17. Uit het onder 4. geciteerde stuk volgt dat [belanghebbende] een overeenkomst heeft gesloten met REEL. Daarmee heeft [belanghebbende] aannemelijk gemaakt dat REEL zijn contractspartner is en dat deze rechtspersoon de software aan [belanghebbende] ter beschikking heeft gesteld.
18. [ De Inspecteur] weerspreekt op zichzelf niet dat REEL is geregistreerd op Malta en beschikt over een door de Franse autoriteiten afgegeven vergunning voor het aanbieden van internetkansspelen, maar stelt dat REEL op Malta niet beschikt over de mensen en de technische middelen die nodig zijn om de kansspeldiensten te verlenen. Volgens [de Inspecteur] worden alle feitelijke werkzaamheden verricht door het op Isle of Man gevestigde RG. Onder die omstandigheden is het aan [belanghebbende] om aannemelijk te maken dat (ook) op Malta sprake is van een vestiging van waaruit door REEL economische activiteiten worden verricht als bedoeld in de door de Hoge Raad aangehaalde jurisprudentie van het Hof van Justitie van de EU. [Belanghebbende] heeft geen stukken overgelegd waaruit dit zou kunnen worden opgemaakt. Zo is geen vergunning overgelegd van de Maltese Gaming Authority waaruit een fysieke vertegenwoordiging op Malta zou kunnen blijken. Dat, naar [belanghebbende] stelt, de desbetreffende servers werkelijk op Malta staan, is evenmin aannemelijk gemaakt en het enkele feit dat de vergunning is afgegeven door de Franse kansspelautoriteiten is onvoldoende om aan te nemen dat de aanbieder van het kansspel binnen de EU is gevestigd. Gesteld noch gebleken is dat die vergunning eisen stelt aan de vestigingsplaats van de aanbieder van het kansspel.
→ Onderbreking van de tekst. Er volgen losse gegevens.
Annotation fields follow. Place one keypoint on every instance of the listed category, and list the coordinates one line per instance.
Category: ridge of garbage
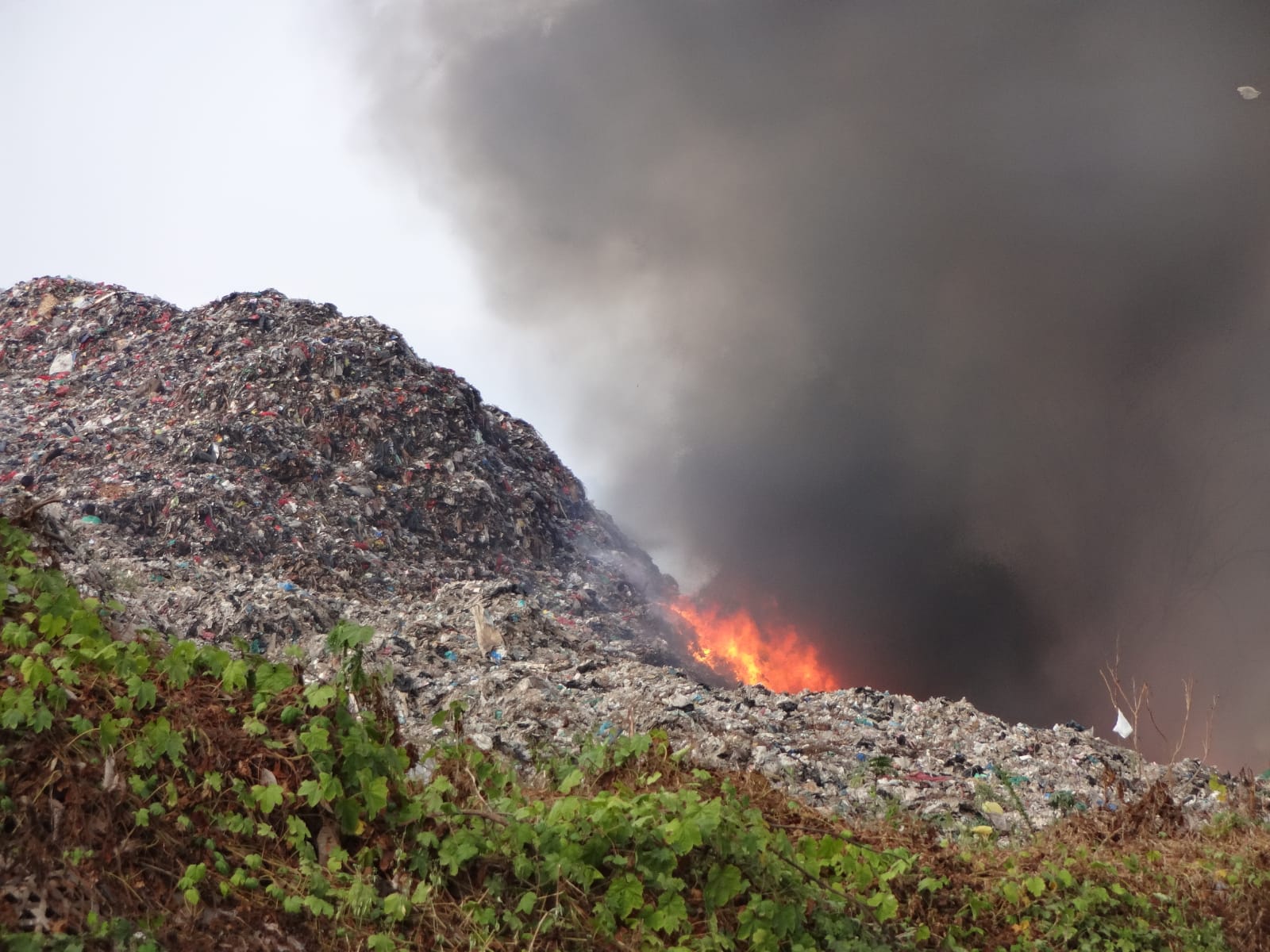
(260, 466)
19. Uit het vorenstaande volgt dat de heffing van kansspelbelasting voor wat betreft de opbrengsten bij pokerstars.eu achterwege moet blijven, maar dat [belanghebbende] niet is geslaagd in het van hem te vergen bewijs dat ter zake van de opbrengsten bij pokerstars.fr belastingheffing achterwege dient te blijven wegens strijd met artikel 56 VWEU. [Belanghebbende] heeft verder ter onderbouwing van zijn stelling dat sprake is van dubbele belastingheffing, tegenover de weerspreking door [de Inspecteur], geen stukken overgelegd. Ook anderszins is niet gebleken dat sprake is van dubbele belastingheffing.
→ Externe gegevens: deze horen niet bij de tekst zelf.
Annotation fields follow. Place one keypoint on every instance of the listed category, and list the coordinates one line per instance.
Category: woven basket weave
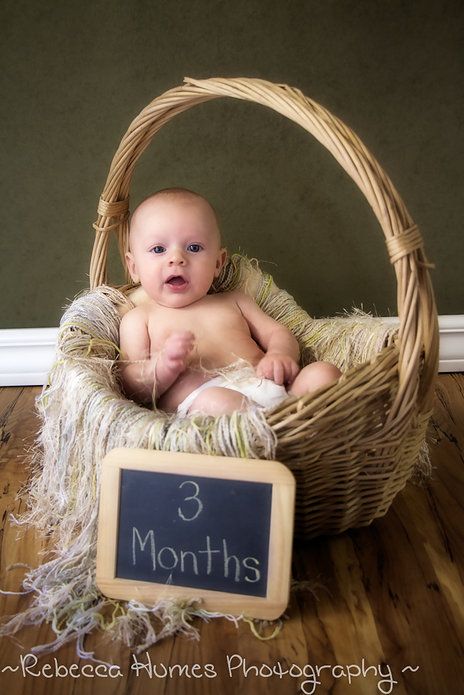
(353, 447)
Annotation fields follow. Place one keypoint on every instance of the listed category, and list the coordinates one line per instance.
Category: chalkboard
(216, 528)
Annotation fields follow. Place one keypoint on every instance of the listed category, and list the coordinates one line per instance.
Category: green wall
(74, 74)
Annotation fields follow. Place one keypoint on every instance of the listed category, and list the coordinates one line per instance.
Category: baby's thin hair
(178, 192)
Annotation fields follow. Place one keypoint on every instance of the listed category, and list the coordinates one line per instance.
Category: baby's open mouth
(176, 280)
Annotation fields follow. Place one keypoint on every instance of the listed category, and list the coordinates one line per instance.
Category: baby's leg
(218, 401)
(313, 377)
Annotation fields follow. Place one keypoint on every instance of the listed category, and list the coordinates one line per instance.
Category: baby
(176, 341)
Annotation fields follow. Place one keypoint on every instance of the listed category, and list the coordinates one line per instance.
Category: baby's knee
(313, 377)
(218, 401)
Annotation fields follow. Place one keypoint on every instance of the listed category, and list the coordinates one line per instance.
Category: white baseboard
(26, 354)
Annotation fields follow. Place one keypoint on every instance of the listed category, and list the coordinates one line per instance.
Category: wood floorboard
(386, 601)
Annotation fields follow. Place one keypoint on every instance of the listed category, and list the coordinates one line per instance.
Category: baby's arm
(146, 373)
(280, 363)
(137, 366)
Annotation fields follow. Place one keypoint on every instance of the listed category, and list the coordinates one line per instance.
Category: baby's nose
(177, 257)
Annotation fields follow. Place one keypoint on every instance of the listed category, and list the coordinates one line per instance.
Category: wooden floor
(388, 615)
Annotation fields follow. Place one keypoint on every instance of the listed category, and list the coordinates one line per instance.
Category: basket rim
(418, 332)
20. Gelet op al hetgeen hiervoor is overwogen dient het beroep gegrond te worden verklaard, dient [de Inspecteur] [belanghebbende] een teruggaaf te verlenen van € 7.489 (29% van € 25.822).
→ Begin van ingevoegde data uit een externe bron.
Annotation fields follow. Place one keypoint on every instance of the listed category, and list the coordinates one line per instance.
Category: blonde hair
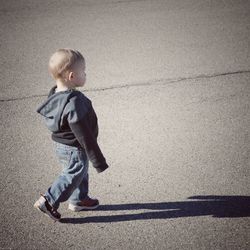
(62, 61)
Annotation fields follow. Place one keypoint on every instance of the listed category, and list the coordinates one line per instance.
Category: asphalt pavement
(169, 81)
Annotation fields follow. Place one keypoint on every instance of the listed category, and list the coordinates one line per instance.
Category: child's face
(78, 75)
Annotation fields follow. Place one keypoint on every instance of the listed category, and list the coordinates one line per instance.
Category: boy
(70, 117)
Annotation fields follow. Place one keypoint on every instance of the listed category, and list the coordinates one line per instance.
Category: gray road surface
(170, 84)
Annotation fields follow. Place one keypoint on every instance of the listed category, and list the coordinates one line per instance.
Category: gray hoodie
(70, 117)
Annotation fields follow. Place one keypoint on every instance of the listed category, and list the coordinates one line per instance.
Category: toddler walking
(70, 117)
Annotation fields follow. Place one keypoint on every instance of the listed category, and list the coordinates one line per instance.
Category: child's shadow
(216, 206)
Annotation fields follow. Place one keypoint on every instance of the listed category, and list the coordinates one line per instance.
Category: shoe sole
(40, 207)
(76, 208)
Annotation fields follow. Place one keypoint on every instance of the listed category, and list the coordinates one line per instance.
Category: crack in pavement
(141, 84)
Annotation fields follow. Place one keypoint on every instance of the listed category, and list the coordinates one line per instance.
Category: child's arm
(88, 141)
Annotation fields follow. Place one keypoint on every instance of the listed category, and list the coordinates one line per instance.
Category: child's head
(68, 67)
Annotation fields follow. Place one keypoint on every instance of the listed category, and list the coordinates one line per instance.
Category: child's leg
(73, 173)
(81, 192)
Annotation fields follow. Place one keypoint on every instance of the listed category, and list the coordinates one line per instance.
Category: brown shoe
(86, 204)
(43, 205)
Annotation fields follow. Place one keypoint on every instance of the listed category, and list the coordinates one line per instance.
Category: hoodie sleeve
(79, 123)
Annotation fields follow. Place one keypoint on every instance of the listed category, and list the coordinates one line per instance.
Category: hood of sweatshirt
(53, 108)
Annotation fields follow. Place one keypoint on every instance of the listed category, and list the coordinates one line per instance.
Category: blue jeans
(72, 184)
21. De rechtbank veroordeelt [de Inspecteur] in de door [belanghebbende] gemaakte proceskosten en stelt deze kosten op grond van het Besluit proceskosten bestuursrecht voor de door een derde beroepsmatig verleende rechtsbijstand vast op € 990 (1 punt voor het indienen van het beroepschrift en 1 punt voor het verschijnen ter zitting met een waarde per punt van € 495 en een wegingsfactor 1).